15. The battery device (60) according to claim 13 or 14, wherein, The positioning and mating structure (50) includes a support portion (52) disposed on one side of the adjacent plug portion (21) adjacent to the other plug portion (21) and configured to support the other plug portion (21) in the second direction (dr2) to achieve positioning and mating of the adjacent plug portions (21) in the second direction (dr2).
16. The battery device (60) according to any one of claims 13-15, wherein, The positioning and mating structure (50) includes a blocking part (53), which is disposed on one side of the adjacent plug part (21) adjacent to the other plug part (21) and is configured to block the other plug part (21) in the third direction (dr3) to achieve positioning and mating of the adjacent plug part (21) in the third direction (dr3).
17. The battery device (60) according to claim 13, wherein, The positioning and mating structure (50) includes: a lateral covering part (51) and a support part (52). The lateral covering part (51) is located at both ends of one of the adjacent plug parts (21) in the first direction (dr1). The support part (52) is located at least partially at both ends of the other plug part (21) in the first direction (dr1) and is located on the side of the other plug part (21) adjacent to the one plug part (21) in the second direction (dr2). The lateral covering portion (51) is configured to cover both ends of the other plug portion (21) in the first direction (dr1) and abut against and support the support portion (52) in the second direction (dr2) to achieve positioning and engagement of the adjacent plug portions (21) in the first direction (dr1) and the second direction (dr2).
18. The battery device (60) according to claim 13 or 17, wherein, The positioning and mating structure (50) includes a blocking portion (53) and a step portion (54). The blocking portion (53) is located on one side of the adjacent plug portion (21) adjacent to the other plug portion (21) in the second direction (dr2).

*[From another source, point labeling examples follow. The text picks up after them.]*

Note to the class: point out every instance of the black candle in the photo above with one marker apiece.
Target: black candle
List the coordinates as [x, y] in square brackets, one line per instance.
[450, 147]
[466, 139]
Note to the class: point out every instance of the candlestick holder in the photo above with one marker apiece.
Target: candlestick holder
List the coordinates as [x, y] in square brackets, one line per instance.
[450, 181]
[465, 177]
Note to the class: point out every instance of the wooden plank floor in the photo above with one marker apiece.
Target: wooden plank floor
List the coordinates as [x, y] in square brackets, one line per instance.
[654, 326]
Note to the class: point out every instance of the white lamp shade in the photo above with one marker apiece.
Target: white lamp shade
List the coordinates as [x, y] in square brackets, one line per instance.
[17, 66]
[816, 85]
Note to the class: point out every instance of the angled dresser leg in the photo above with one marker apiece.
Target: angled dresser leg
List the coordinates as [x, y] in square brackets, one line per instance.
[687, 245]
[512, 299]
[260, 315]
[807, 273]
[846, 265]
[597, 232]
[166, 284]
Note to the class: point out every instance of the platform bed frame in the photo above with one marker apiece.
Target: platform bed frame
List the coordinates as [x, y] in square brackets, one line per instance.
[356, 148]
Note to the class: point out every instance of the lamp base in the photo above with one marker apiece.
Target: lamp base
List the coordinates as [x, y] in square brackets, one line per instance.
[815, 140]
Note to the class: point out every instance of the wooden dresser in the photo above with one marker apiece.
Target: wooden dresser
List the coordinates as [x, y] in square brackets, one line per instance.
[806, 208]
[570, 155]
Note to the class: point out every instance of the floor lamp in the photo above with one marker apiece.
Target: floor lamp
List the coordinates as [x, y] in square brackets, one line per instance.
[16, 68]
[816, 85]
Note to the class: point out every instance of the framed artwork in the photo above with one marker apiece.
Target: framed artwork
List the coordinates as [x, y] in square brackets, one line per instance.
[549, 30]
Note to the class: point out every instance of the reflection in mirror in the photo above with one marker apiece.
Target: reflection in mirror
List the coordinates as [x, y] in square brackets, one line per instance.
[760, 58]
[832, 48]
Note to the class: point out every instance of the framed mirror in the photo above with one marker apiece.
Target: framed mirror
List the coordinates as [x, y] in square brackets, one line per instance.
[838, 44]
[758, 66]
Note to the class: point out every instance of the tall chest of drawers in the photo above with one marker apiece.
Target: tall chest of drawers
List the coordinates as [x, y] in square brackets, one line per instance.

The step portion (54) is located on the other plug portion (21) adjacent to the one plug portion (21) in the second direction (dr2) and has a step inner angle that can at least partially accommodate the blocking portion (53). The blocking part (53) is configured to be inserted into the inner corner of the step to block the step part (54) in the third direction (dr3) and to abut and support the step part (54) in the second direction (dr2) to achieve positioning and engagement of the adjacent plug part (21) in the second direction (dr2) and the third direction (dr3).
19. The battery device (60) according to any one of claims 1-18, further comprising: Multiple battery cells (61); Multiple busbars (62), each busbar (62) being electrically connected to an adjacent battery cell (61) among the multiple battery cells (61); Sampling circuit board (63); and Multiple sampling terminals (64) are electrically connected to the sampling circuit board (63) and to the multiple busbars (62) respectively; The socket (10) of the electrical connector (65) is fixedly mounted on the sampling circuit board (63).
20. An electrical connector (65), comprising: The socket (10) has multiple slots (11), each slot (11) having at least one first pin (12). and The split plug (20) includes multiple plug portions (21) for connecting multiple sets of cables (CA) respectively, the multiple plug portions (21) being inserted into the multiple slots (11) respectively, each plug portion (21) having at least one second pin (211) and being electrically connected to at least one first pin (12) in the corresponding slot (11) through the at least one second pin (211); Each plug portion (21) is configured to be fixedly connected to the end of the cable (CA) of the corresponding group, and is electrically connected to the cable (CA) of the corresponding group via the at least one second pin (211).
21. An electrical appliance, comprising: The battery device (60) according to any one of claims 1-19 or the electrical connector (65) according to claim 20.